Role of phytoestrogens
Wasserman is still crunching the numbers to understand what effect the phytoestrogens had on the hormones and behavior of the female colobus monkeys. He reported his results on male monkeys in the November issue of the journal Hormones and Behavior.
Phytoestrogens are found in lots of plants around the globe – from soy to figs to eucalyptus – but their effects on animals aren’t well known in the wild. [Top 10 Poisonous Plants]
Heather Patisaul, a biologist at North Carolina State University who was not involved in the study, said that much more is known about how phytoestrogens impact rats. “We have shown that phytoestrogens can influence the brain and behavior, particularly pathways that are estrogen sensitive,” she said, adding that the new study suggests that the same is true for colobus monkeys. “It demonstrates that such responses can occur in numerous species and may be adaptive.”
The environment can provide key signals that influence reproduction and behavior, Patisaul said. “Understanding these signals and how they impact our physiology is important when thinking about how other environmental cues may influence us, such as endocrine disruptors, stress or nutrition.”
Endocrine disruptors are any chemical that interferes with the endocrine system, the system that produces the hormones that regulate the body.
Modern human development
For primates of the human variety, there has been much medical research into the effects of soy, a plant food containing phytoestrogens, on health.
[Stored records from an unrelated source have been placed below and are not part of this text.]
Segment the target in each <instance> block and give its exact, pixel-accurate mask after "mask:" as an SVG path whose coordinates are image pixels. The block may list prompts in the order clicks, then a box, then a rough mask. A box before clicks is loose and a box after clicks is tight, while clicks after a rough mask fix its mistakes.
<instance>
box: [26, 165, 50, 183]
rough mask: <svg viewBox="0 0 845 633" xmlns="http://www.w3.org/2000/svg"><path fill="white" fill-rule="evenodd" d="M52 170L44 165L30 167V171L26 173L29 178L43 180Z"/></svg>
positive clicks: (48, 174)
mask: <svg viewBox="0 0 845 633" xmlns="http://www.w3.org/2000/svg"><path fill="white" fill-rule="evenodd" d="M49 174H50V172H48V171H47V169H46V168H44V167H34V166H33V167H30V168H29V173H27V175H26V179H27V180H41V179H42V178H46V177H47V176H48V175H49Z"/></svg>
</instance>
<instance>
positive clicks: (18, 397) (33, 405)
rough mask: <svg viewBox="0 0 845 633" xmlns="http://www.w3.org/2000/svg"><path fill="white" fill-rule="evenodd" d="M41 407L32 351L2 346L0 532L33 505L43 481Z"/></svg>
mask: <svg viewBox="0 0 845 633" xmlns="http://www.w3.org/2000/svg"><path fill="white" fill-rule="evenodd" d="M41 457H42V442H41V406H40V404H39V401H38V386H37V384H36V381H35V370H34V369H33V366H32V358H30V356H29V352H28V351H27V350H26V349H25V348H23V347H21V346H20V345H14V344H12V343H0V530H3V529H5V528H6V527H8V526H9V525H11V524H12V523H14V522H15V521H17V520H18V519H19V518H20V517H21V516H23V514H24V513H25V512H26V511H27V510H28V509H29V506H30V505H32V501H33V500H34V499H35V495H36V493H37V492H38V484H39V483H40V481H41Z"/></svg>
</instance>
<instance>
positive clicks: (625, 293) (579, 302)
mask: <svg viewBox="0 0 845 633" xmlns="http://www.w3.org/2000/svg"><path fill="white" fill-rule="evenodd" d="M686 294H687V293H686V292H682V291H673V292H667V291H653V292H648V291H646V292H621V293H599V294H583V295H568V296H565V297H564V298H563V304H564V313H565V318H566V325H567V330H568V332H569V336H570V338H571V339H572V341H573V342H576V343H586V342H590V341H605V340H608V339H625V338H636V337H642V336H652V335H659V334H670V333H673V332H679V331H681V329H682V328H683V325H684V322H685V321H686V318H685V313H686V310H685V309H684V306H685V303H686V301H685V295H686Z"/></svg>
Some have touted its benefits in combating cancer, alleviating the symptoms of menopause, and other effects. Wasserman says that unraveling the mysteries of the primates might be a good step to understanding how soy affects humans.
His previous research showed that mountain gorillas eat plants with estrogenic compounds. “Because that’s going on in an ape in a forest in east Africa, it’s likely that we have been interacting with these types of plants for a long time," Wasserman said. "If it’s part of our evolutionary history, you would expect our biology could deal with it or we may even benefit from them. However, mountain gorillas eat a lot of leaves while human ancestors likely focused more on ripe fruits.”
Wasserman now plans to study presence of compounds in the close human cousin, the chimp, and other fruit-eating primates. “If these compounds are something we’ve been eating for a long time, they might not have a negative effect," he said. "But if we only started eating them with the rise of agriculture, then concerns over the potential for phytoestrogens to act as endocrine disruptors seem more plausible.”